Empezó a recorrer los pasillos andando a toda prisa, y luego fue corriendo como una loca por toda la tienda. Acabó en la sección de panadería, a punto de echar el bofe. ¿Qué ropa le había puesto hoy? Las playeras rojas. Siempre quería ponérselas porque tenían a Elmo dibujado en la suela. ¿Y le había puesto la camisa blanca o la azul? ¿Y los pantalones? ¿Le había planchado el pantalón largo esa mañana, o al final le había puesto los vaqueros? ¿Por qué no podía recordar algo tan sencillo?
—Afuera he visto a un niño —dijo alguien, y Pauline salió disparada hacia las puertas.
Vio a Felix detrás del coche; iba hacia el lado del copiloto. Llevaba puesta la camisa blanca, el pantalón largo y sus playeras rojas de Elmo. Aún tenía el pelo húmedo; todas las mañanas se levantaba con un remolino en la coronilla y tenía que domarlo con un poco de agua.
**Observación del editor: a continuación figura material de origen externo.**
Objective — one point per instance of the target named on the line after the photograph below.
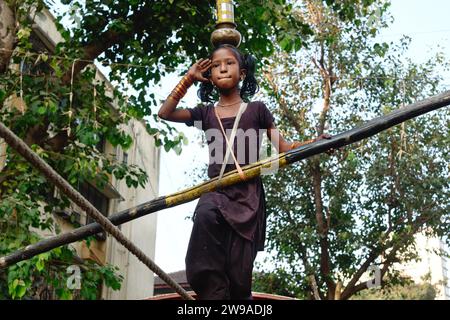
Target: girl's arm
(168, 110)
(282, 145)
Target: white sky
(426, 22)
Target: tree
(332, 217)
(50, 99)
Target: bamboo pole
(368, 129)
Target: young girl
(229, 224)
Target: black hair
(249, 85)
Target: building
(115, 196)
(433, 265)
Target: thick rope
(17, 144)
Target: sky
(426, 22)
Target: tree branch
(366, 130)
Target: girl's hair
(249, 85)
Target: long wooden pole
(368, 129)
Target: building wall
(138, 282)
(138, 279)
(430, 263)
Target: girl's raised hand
(198, 68)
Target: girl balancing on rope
(229, 224)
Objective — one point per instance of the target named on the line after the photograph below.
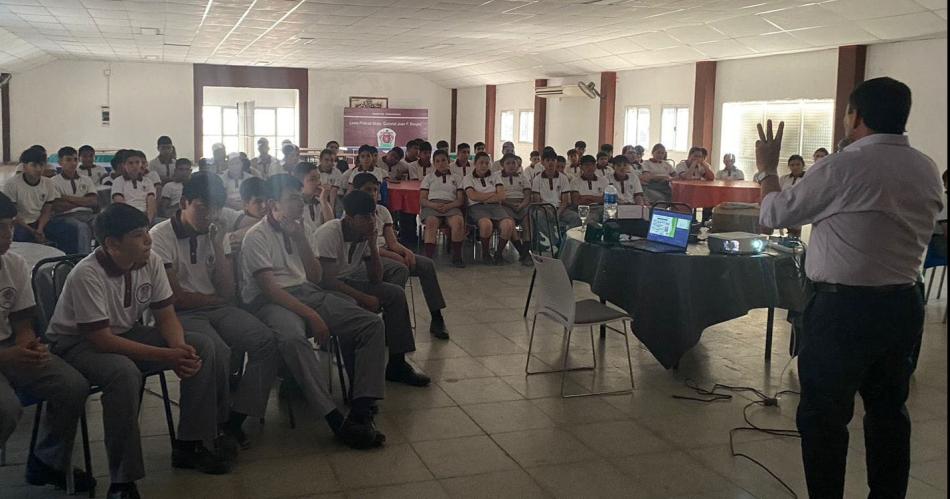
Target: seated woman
(485, 194)
(441, 199)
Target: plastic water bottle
(610, 203)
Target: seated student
(602, 165)
(233, 178)
(280, 274)
(730, 171)
(461, 167)
(694, 167)
(164, 163)
(34, 196)
(485, 195)
(201, 276)
(629, 189)
(131, 188)
(317, 208)
(589, 189)
(78, 199)
(88, 166)
(554, 188)
(96, 329)
(517, 198)
(171, 191)
(656, 176)
(27, 367)
(352, 266)
(441, 199)
(399, 262)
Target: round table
(674, 297)
(33, 253)
(404, 197)
(710, 193)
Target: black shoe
(123, 491)
(357, 433)
(402, 372)
(39, 473)
(199, 458)
(437, 328)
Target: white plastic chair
(556, 302)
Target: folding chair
(556, 302)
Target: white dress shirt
(873, 206)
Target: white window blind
(675, 128)
(636, 129)
(809, 124)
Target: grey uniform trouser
(233, 328)
(121, 380)
(394, 272)
(362, 344)
(392, 299)
(63, 391)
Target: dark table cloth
(672, 298)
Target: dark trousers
(866, 343)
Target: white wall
(570, 119)
(514, 97)
(922, 65)
(58, 104)
(330, 91)
(654, 88)
(470, 125)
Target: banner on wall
(384, 128)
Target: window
(636, 128)
(508, 126)
(674, 133)
(809, 124)
(526, 127)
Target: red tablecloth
(707, 194)
(404, 197)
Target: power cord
(715, 395)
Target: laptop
(669, 233)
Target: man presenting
(863, 323)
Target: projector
(737, 243)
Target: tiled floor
(483, 430)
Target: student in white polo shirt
(399, 262)
(27, 367)
(554, 188)
(280, 274)
(485, 197)
(96, 328)
(441, 200)
(131, 188)
(201, 276)
(78, 198)
(352, 266)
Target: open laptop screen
(670, 228)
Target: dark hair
(254, 187)
(205, 187)
(361, 179)
(33, 155)
(883, 104)
(278, 184)
(358, 203)
(7, 207)
(117, 220)
(303, 168)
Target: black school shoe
(189, 456)
(39, 473)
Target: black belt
(822, 287)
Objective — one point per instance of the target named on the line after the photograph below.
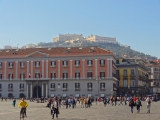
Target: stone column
(5, 70)
(71, 69)
(16, 70)
(27, 91)
(42, 68)
(46, 90)
(42, 90)
(31, 90)
(83, 68)
(96, 73)
(58, 69)
(46, 68)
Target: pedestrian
(14, 102)
(138, 104)
(148, 100)
(131, 105)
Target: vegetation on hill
(118, 49)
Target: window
(89, 85)
(0, 65)
(132, 83)
(10, 76)
(37, 75)
(77, 63)
(77, 85)
(53, 75)
(132, 72)
(89, 75)
(102, 62)
(37, 64)
(10, 64)
(22, 64)
(102, 85)
(10, 86)
(125, 83)
(125, 72)
(65, 75)
(21, 86)
(53, 63)
(117, 72)
(65, 85)
(22, 76)
(65, 63)
(0, 76)
(89, 62)
(77, 75)
(52, 85)
(102, 74)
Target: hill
(118, 49)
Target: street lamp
(98, 85)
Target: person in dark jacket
(131, 104)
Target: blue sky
(133, 22)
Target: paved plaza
(38, 111)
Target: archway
(21, 95)
(37, 91)
(10, 95)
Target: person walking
(148, 100)
(138, 104)
(131, 105)
(14, 102)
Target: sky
(135, 23)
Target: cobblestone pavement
(38, 111)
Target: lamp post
(98, 85)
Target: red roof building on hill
(75, 71)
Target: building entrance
(37, 92)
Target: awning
(102, 95)
(89, 95)
(52, 95)
(64, 95)
(76, 95)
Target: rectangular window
(53, 63)
(65, 75)
(89, 62)
(89, 75)
(125, 72)
(77, 75)
(132, 72)
(65, 85)
(21, 86)
(77, 63)
(102, 62)
(125, 83)
(52, 85)
(132, 83)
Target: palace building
(64, 72)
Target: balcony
(64, 89)
(77, 89)
(52, 89)
(90, 89)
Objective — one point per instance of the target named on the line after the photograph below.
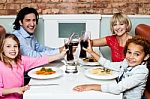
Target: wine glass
(84, 43)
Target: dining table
(62, 87)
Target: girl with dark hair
(133, 70)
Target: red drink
(83, 52)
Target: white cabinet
(52, 26)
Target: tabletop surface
(65, 84)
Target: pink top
(116, 50)
(14, 77)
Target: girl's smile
(135, 54)
(10, 48)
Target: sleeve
(38, 51)
(30, 62)
(138, 77)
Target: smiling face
(29, 23)
(135, 54)
(10, 48)
(119, 29)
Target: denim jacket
(31, 47)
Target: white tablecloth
(64, 89)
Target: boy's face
(10, 48)
(29, 23)
(135, 54)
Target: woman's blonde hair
(122, 19)
(4, 58)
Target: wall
(105, 7)
(7, 22)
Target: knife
(42, 84)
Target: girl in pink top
(13, 66)
(120, 25)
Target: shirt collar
(24, 33)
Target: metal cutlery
(42, 84)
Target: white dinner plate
(81, 62)
(94, 76)
(58, 73)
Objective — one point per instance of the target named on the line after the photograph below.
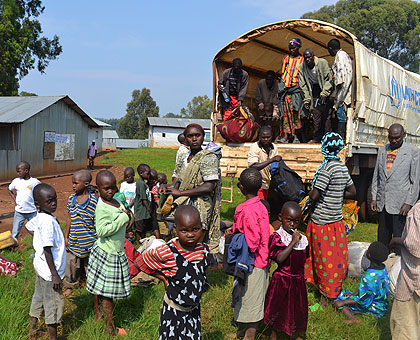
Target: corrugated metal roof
(18, 109)
(178, 122)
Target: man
(315, 80)
(235, 81)
(395, 184)
(92, 152)
(261, 154)
(343, 75)
(266, 97)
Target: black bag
(286, 183)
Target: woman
(200, 184)
(327, 265)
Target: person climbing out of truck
(261, 154)
(290, 94)
(343, 75)
(235, 84)
(315, 81)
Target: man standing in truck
(395, 184)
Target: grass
(140, 312)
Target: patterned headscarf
(331, 144)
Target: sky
(111, 48)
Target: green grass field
(140, 312)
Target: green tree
(22, 46)
(134, 124)
(198, 108)
(390, 28)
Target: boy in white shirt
(49, 262)
(23, 185)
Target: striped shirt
(409, 279)
(290, 70)
(82, 226)
(332, 181)
(162, 258)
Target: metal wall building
(51, 133)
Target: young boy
(143, 205)
(80, 233)
(128, 187)
(251, 219)
(23, 185)
(49, 262)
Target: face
(194, 138)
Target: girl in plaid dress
(108, 275)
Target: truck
(383, 93)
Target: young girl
(108, 275)
(181, 264)
(287, 287)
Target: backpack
(285, 182)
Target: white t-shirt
(24, 194)
(129, 190)
(47, 233)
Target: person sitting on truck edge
(235, 81)
(343, 75)
(267, 99)
(290, 93)
(261, 154)
(315, 81)
(395, 184)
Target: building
(51, 133)
(163, 132)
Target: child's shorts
(47, 300)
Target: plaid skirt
(108, 274)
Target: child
(181, 264)
(80, 233)
(49, 262)
(251, 219)
(108, 274)
(143, 205)
(372, 297)
(128, 187)
(25, 208)
(287, 288)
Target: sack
(241, 128)
(286, 182)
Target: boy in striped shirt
(80, 233)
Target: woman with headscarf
(327, 265)
(200, 183)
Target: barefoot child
(287, 288)
(181, 264)
(372, 297)
(108, 274)
(49, 262)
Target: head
(290, 216)
(22, 169)
(333, 47)
(80, 181)
(144, 171)
(129, 175)
(377, 252)
(294, 45)
(396, 135)
(250, 181)
(107, 184)
(188, 226)
(194, 135)
(308, 56)
(45, 198)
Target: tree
(198, 108)
(390, 28)
(134, 124)
(22, 47)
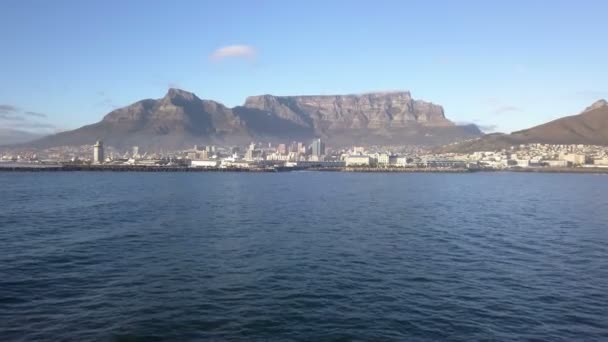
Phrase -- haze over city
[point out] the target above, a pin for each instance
(272, 170)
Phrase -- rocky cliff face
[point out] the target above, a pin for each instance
(181, 119)
(340, 112)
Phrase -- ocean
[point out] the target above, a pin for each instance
(303, 256)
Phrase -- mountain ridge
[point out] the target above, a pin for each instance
(181, 119)
(588, 127)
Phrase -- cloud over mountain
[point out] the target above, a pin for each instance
(233, 51)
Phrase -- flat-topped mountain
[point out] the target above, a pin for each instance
(182, 119)
(589, 127)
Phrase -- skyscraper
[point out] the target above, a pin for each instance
(98, 152)
(318, 148)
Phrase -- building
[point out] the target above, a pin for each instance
(318, 148)
(205, 163)
(98, 152)
(574, 158)
(358, 160)
(383, 159)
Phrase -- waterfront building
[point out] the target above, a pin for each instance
(205, 163)
(98, 152)
(318, 148)
(358, 160)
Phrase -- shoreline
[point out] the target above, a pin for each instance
(131, 168)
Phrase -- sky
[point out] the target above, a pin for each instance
(503, 65)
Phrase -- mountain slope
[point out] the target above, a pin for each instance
(590, 127)
(181, 119)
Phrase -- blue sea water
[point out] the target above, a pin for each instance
(303, 256)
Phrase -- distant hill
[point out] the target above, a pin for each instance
(13, 136)
(181, 119)
(589, 127)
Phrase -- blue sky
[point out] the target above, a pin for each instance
(505, 65)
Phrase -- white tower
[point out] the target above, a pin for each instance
(98, 152)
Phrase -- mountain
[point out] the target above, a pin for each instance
(589, 127)
(182, 119)
(10, 136)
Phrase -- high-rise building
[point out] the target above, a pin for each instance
(318, 148)
(98, 152)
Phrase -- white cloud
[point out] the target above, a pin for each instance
(233, 51)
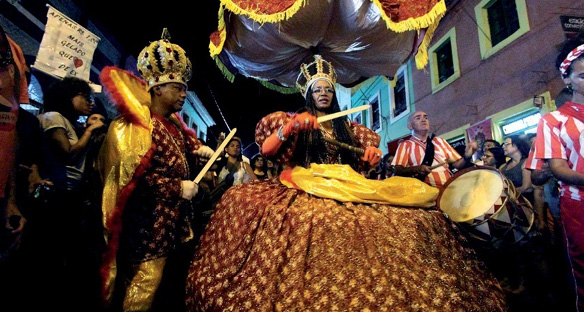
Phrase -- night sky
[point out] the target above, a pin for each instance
(134, 24)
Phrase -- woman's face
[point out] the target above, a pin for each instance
(509, 148)
(322, 93)
(488, 159)
(576, 77)
(83, 104)
(259, 163)
(234, 148)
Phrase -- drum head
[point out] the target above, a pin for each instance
(470, 193)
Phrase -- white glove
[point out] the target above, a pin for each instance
(188, 189)
(204, 151)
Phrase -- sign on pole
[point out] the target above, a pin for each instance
(67, 48)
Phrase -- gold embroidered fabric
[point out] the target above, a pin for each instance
(341, 182)
(268, 247)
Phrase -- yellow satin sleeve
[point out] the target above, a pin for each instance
(342, 183)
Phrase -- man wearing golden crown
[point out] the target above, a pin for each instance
(148, 158)
(322, 237)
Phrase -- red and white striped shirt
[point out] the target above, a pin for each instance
(411, 153)
(560, 136)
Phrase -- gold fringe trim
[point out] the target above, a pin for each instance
(263, 18)
(429, 21)
(422, 57)
(224, 70)
(283, 90)
(436, 13)
(213, 49)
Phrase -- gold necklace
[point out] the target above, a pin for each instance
(183, 157)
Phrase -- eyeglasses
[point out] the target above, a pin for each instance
(319, 90)
(87, 97)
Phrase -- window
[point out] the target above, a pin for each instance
(399, 95)
(503, 19)
(358, 117)
(444, 61)
(500, 22)
(374, 121)
(186, 119)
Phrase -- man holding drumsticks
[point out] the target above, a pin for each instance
(428, 158)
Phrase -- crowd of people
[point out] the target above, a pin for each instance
(107, 214)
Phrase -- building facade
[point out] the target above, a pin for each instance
(491, 71)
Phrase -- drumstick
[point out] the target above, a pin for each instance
(342, 113)
(354, 149)
(441, 164)
(214, 156)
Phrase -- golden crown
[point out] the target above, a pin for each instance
(316, 70)
(163, 62)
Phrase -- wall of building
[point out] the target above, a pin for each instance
(497, 87)
(506, 79)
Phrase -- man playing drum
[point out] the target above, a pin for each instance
(428, 157)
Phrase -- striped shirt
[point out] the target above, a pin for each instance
(560, 136)
(411, 152)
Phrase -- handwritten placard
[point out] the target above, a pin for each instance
(67, 48)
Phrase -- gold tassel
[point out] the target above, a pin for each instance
(263, 18)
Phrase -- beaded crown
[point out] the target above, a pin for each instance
(318, 69)
(163, 62)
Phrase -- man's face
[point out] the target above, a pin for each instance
(7, 80)
(173, 95)
(93, 118)
(419, 121)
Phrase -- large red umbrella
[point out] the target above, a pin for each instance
(269, 39)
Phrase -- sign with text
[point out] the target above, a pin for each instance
(572, 23)
(67, 48)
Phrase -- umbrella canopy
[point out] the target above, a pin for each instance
(269, 39)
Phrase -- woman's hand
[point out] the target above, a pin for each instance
(301, 122)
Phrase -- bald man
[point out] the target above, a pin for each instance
(428, 158)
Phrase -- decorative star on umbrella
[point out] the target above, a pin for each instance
(269, 39)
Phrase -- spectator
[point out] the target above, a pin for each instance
(493, 157)
(559, 142)
(259, 163)
(517, 150)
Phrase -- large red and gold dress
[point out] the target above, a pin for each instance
(269, 247)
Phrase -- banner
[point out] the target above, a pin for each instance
(67, 48)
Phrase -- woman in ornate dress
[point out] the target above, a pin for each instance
(325, 238)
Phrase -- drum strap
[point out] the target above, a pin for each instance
(429, 151)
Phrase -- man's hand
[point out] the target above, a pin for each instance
(301, 122)
(204, 151)
(372, 155)
(188, 189)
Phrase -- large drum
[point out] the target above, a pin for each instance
(486, 206)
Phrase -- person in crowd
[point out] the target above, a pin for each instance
(233, 169)
(260, 167)
(11, 90)
(148, 207)
(322, 237)
(559, 143)
(272, 169)
(385, 166)
(64, 146)
(493, 157)
(517, 150)
(428, 157)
Pauline dejó de correr, y fue dándose palmaditas en el pecho como si quisiera calmar su corazón. No iba a gritarle porque él no lo entendería, y sólo conseguiría asustarle. Iba a abrazarlo y a cubrirlo de besos de la cabeza a los pies hasta que empezara a revolverse, y luego le iba a decir que si volvía a apartarse de ella le retorcería su precioso cuello.
Se limpió las lágrimas mientras pasaba por detrás del coche. Felix estaba dentro, con la puerta abierta y las piernas colgando. No estaba solo.
—Oh, muchas gracias —le dijo al extraño, en tono efusivo. Y, acariciando a Felix, continuó—: Se despistó en el súper y…
Pauline sintió que la cabeza le explotaba y cayó desplomada al suelo como una muñeca de trapo. Lo último que vio al alzar la vista fue la sonriente cara de Elmo mirándola desde la suela de la zapatilla de Felix.